The time this happened to us, I was pleased the company looked at our website and phoned the receptionist. We paid the bill within an hour, and moved the responsibility to the finance and IT teams.

Maybe there are too many customers who just ignore bills for services they no longer want to use, I don't know, but given these companies usually have a sales team it would seem worth the time to make a call or write a personal email to an existing customer to maintain their custom.

I know of a company that missed its yearly Microsoft Exchange Online payment. After four month Microsoft cut of their email. Which one could argue is also a "public notice" because emails bounced. (That did the trick and the company paid immediately.)

You are telling me:

1. Microsoft should have tried to find a different way to contact and reach out.

2. That you would have moved your eMail/Groupware to someone else because of that.

To each their own.

A sales person from Microsoft emails us every 3-6 months or so trying to upsell us on a more expensive 365 subscription.

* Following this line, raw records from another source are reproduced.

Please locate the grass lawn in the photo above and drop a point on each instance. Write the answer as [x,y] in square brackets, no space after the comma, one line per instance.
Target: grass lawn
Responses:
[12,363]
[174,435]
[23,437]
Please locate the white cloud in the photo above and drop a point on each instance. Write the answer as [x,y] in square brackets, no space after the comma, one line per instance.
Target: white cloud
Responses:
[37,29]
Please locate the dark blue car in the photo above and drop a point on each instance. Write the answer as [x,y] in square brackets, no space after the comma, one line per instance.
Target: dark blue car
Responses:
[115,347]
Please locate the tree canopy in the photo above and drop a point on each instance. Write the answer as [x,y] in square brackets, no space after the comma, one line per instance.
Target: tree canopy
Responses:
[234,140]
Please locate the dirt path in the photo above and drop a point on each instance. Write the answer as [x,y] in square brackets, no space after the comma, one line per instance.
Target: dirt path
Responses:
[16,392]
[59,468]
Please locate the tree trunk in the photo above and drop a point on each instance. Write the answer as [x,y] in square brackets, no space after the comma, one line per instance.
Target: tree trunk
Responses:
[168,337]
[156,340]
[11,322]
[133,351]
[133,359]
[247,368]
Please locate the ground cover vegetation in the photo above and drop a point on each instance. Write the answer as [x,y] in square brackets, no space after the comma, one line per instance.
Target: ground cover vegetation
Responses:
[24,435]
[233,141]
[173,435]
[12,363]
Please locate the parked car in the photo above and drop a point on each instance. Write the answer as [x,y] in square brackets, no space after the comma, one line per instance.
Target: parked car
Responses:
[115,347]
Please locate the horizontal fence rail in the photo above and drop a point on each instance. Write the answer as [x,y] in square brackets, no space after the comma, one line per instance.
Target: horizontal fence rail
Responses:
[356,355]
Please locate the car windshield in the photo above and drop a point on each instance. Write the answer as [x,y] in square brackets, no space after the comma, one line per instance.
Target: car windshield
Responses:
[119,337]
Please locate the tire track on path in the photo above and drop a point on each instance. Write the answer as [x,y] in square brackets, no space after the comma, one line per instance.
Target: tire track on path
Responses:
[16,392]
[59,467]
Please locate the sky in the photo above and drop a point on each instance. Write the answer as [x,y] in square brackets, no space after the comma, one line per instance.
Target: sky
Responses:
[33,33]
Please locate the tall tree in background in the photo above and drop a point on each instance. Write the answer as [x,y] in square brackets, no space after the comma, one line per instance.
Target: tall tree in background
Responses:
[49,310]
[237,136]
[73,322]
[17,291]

I think their time would be well spent contacting a customer who hasn't paid.

Blocking sending email would also be a more reasonable step before blocking receiving email.

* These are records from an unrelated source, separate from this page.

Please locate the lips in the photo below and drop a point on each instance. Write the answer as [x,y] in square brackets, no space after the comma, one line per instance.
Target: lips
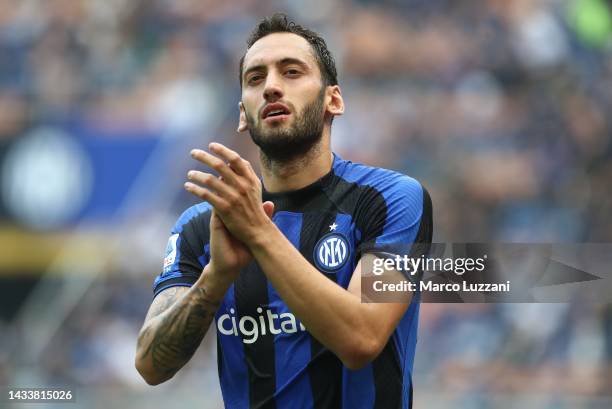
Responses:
[275,110]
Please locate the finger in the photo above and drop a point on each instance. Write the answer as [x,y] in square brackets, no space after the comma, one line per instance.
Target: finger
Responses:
[232,157]
[211,181]
[206,195]
[215,221]
[215,163]
[268,208]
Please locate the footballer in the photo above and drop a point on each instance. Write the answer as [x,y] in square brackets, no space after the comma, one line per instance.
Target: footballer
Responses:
[275,263]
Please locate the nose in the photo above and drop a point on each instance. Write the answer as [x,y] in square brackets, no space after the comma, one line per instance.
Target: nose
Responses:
[273,90]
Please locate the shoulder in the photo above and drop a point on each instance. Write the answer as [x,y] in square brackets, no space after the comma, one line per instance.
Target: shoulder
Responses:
[391,185]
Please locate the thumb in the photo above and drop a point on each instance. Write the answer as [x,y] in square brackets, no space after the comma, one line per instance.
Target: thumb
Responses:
[268,208]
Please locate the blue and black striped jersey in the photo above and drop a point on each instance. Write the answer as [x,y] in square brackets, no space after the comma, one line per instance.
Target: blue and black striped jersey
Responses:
[266,357]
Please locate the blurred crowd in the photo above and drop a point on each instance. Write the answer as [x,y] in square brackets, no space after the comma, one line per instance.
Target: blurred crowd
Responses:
[502,109]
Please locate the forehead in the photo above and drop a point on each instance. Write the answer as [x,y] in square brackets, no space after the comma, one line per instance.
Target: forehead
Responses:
[277,46]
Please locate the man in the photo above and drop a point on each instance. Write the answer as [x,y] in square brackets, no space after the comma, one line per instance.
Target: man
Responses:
[278,266]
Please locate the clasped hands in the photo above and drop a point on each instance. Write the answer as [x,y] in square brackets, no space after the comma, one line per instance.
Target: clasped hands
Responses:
[236,194]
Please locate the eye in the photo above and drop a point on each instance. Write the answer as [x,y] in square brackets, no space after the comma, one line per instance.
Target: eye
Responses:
[292,72]
[253,79]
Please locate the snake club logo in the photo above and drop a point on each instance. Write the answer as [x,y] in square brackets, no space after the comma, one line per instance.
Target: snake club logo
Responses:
[331,252]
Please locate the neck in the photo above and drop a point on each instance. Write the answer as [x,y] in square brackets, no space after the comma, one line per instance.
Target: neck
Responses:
[298,172]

And yes, I'd consider moving.

Or if your marginal cost is small (eg, if your primary product is software) so a slow or delinquent payer doesn't actually cost you anything.
At least where I live & work, I have to pay taxes the when I invoice, not when I receive payment, so they cost me 20% of the billed amount, at least temporarily.
You'd lose out on headaches from your customer not paying and having to waste resources following up on it.

If they can pay, then just pay for the service they got.

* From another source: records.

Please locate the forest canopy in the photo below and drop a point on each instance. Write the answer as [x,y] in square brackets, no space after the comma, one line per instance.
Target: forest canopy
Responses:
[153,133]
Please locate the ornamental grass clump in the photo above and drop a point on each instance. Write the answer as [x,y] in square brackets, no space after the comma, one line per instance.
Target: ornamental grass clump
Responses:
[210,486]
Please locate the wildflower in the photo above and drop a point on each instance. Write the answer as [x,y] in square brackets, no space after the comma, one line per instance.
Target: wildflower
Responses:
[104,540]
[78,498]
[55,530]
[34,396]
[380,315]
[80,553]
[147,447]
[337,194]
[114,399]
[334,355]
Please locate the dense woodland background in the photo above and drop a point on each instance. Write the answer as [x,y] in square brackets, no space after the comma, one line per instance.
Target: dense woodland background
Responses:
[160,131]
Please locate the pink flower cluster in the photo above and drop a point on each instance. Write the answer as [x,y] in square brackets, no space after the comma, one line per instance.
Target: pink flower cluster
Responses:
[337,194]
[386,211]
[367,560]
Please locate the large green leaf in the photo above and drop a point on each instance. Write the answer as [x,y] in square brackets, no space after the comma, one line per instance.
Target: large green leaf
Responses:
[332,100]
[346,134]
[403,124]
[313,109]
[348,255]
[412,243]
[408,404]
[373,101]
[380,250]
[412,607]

Seems pretty straightforward.

Yeah, but you also lose all the income from that customer to save a few bucks for sending an extra invoice…? The customers who pay a little late have never been a noticeable cost for us.

The ones that contact support for every little thing or those that have a million strange feature requests on the other hand.

> lose all the income from that customer to save a few bucks for sending an extra invoice…?

Maybe they sent all the extra invoices? It sounds like you are assuming discontinuing the service was the first and only thing they tried.

> It sounds more like a error

It seems like Mozilla has made quite a lot of errors in the past few years.